Text-to-Text Track

Welcome to the MMU-RAG competition! This page contains everything you might need to start building and submitting your system for the text-to-text track. This track accepts both RAG and/or Deep Research systems.

Resources

Once a team is registered the organizers will contact you on their registered email (preferably gmail) and will be assigning the following items.

Team ID
ECR Repository ARN
AWS ECR access keys
Port Number where the API needs to run
Clueweb 22 API key (if requested)
- Participants can request the Clueweb 22 API key later in the competition too!

Validation Set

To support the development and debugging of your models, we are releasing a validation set for the Text-to-Text track:

Text-to-Text Validation Set

The validation set consists of a small number of example queries and their gold text references. This set is meant to help teams test their pipelines and ensure compatibility with our evaluation format before final submission.

Note: Validation sets are not used in the final evaluation and are safe to use for model tuning and format debugging.

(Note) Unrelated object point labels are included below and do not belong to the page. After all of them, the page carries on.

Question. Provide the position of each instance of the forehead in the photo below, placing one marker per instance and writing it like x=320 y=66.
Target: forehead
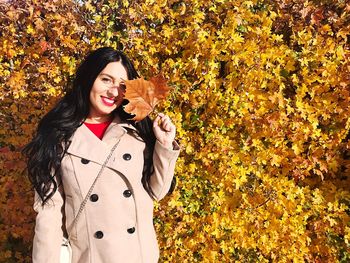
x=115 y=70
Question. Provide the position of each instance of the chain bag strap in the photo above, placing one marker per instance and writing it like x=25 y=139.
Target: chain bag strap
x=66 y=250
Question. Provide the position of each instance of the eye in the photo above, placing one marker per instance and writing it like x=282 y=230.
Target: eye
x=122 y=86
x=106 y=80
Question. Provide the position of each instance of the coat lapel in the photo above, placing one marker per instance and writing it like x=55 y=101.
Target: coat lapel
x=85 y=144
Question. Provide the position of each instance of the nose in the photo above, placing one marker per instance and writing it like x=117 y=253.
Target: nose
x=113 y=91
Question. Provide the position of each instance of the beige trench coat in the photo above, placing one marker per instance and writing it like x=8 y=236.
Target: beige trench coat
x=116 y=224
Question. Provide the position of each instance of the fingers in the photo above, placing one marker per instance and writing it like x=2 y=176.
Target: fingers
x=164 y=122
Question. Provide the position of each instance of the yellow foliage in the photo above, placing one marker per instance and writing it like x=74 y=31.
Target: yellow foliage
x=261 y=105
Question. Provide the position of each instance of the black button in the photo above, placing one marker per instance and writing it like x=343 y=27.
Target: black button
x=93 y=197
x=127 y=156
x=131 y=230
x=84 y=161
x=127 y=193
x=99 y=234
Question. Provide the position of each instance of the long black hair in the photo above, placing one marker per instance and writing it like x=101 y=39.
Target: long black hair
x=45 y=152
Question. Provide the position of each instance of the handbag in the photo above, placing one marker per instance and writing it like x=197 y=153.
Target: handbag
x=66 y=249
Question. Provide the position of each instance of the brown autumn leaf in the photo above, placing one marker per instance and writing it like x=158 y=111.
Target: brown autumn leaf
x=143 y=95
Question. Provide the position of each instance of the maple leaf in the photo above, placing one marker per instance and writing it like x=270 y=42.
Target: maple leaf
x=144 y=95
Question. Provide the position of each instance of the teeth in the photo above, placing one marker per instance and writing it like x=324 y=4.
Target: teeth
x=109 y=100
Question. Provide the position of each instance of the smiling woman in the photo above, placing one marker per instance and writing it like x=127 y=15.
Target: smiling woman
x=107 y=92
x=88 y=136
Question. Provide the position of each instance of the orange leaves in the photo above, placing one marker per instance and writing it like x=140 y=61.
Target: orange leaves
x=144 y=95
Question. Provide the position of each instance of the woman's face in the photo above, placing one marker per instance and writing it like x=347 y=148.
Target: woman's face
x=106 y=92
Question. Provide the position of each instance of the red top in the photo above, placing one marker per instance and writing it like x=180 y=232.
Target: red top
x=98 y=128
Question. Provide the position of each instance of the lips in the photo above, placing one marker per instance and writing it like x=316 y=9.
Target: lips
x=108 y=101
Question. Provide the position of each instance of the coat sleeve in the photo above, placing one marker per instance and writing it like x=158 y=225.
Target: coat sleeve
x=164 y=160
x=48 y=228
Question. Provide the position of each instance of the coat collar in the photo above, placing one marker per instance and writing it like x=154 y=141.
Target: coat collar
x=86 y=145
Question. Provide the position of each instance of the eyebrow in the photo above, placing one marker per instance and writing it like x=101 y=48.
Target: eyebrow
x=107 y=75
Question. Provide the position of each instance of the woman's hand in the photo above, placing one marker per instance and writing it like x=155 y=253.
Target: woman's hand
x=164 y=130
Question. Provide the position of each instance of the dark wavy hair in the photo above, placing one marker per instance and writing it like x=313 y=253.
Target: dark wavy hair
x=46 y=150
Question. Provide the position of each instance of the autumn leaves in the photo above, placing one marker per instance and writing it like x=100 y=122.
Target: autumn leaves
x=144 y=95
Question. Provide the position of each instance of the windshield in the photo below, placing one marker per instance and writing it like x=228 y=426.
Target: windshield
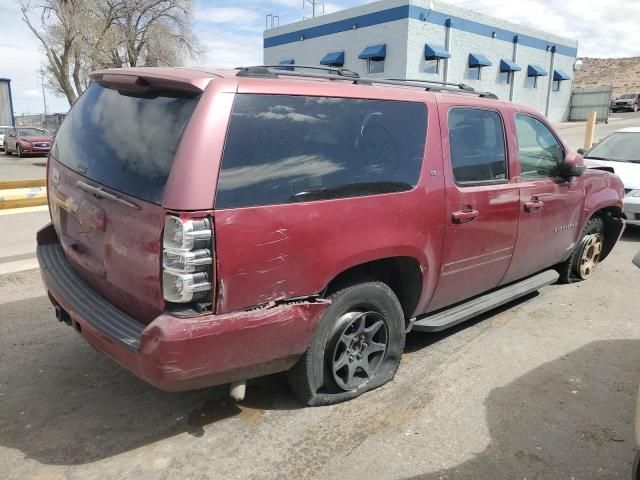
x=32 y=132
x=619 y=147
x=124 y=141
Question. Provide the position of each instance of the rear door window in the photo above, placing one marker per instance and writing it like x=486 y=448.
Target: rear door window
x=124 y=141
x=285 y=149
x=477 y=147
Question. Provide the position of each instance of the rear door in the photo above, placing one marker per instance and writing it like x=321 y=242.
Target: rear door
x=108 y=168
x=482 y=205
x=550 y=206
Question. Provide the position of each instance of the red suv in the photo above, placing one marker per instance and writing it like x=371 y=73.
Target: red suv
x=211 y=226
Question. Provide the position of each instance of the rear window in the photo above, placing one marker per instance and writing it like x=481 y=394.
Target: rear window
x=123 y=141
x=285 y=149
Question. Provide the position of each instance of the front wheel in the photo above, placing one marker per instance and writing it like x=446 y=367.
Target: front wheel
x=356 y=347
x=586 y=255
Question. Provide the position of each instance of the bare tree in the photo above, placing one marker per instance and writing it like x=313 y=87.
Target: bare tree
x=79 y=36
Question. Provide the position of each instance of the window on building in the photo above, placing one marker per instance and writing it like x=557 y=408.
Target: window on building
x=506 y=77
x=375 y=66
x=477 y=147
x=474 y=73
x=539 y=151
x=432 y=66
x=318 y=148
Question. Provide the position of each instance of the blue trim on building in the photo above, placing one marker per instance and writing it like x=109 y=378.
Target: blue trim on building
x=374 y=52
x=423 y=14
x=559 y=75
x=509 y=66
x=478 y=61
x=435 y=52
x=536 y=71
x=334 y=58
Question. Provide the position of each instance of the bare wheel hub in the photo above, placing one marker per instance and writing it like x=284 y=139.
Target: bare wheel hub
x=590 y=254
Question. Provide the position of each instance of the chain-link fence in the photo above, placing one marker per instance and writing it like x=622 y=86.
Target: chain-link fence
x=50 y=122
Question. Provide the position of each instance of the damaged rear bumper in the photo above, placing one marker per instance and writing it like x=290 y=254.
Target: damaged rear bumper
x=180 y=353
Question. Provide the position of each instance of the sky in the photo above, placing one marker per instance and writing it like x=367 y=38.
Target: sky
x=231 y=32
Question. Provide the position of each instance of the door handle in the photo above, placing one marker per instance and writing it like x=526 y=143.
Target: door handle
x=533 y=205
x=464 y=216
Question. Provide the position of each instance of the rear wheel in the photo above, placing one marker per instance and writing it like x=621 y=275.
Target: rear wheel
x=586 y=255
x=356 y=347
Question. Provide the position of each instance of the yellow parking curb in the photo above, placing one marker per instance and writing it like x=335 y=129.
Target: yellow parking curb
x=22 y=197
x=12 y=184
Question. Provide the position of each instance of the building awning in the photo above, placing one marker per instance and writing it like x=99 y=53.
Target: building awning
x=334 y=58
x=509 y=66
x=376 y=52
x=536 y=71
x=434 y=52
x=559 y=75
x=477 y=60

Each line in the validation set is a JSON object with the following fields:

query (string): The user’s information-seeking question.
reference (string): A gold reference response that accurately and completely answers the query. This can be used for tuning or evaluation with automatic metrics such as ROUGE or BERTScore.
iid (string): A unique instance identifier. This can be used to track and match outputs in your system.

Starter code

We provide a modular starter code template to help you build your RAG system efficiently. The codebase is structured with separate components for each stage of the pipeline, making it easy to experiment and iterate.

Starter Code GitHub Repository: https://github.com/AGI-LTI/MMU-RAG-Starter

The starter code provides a complete RAG pipeline framework with the following modular components:

1. Pipeline Orchestrator (`pipeline.py`)

Main entry point that coordinates all RAG components
Handles configuration loading and pipeline execution flow
Manages the complete query-to-answer workflow

2. Data Processing Pipeline

Loader (loader.py): Load documents from various file formats using load_corpus(path)
Cleaner (cleaner.py): Preprocess and normalize text content using clean_text()
Tokenizer (tokenizer.py): Convert text to tokens using HuggingFace models
Chunker (chunker.py): Split documents into overlapping chunks using chunk_tokens()
Indexer (indexer.py): Build FAISS vector index for semantic search using build_index()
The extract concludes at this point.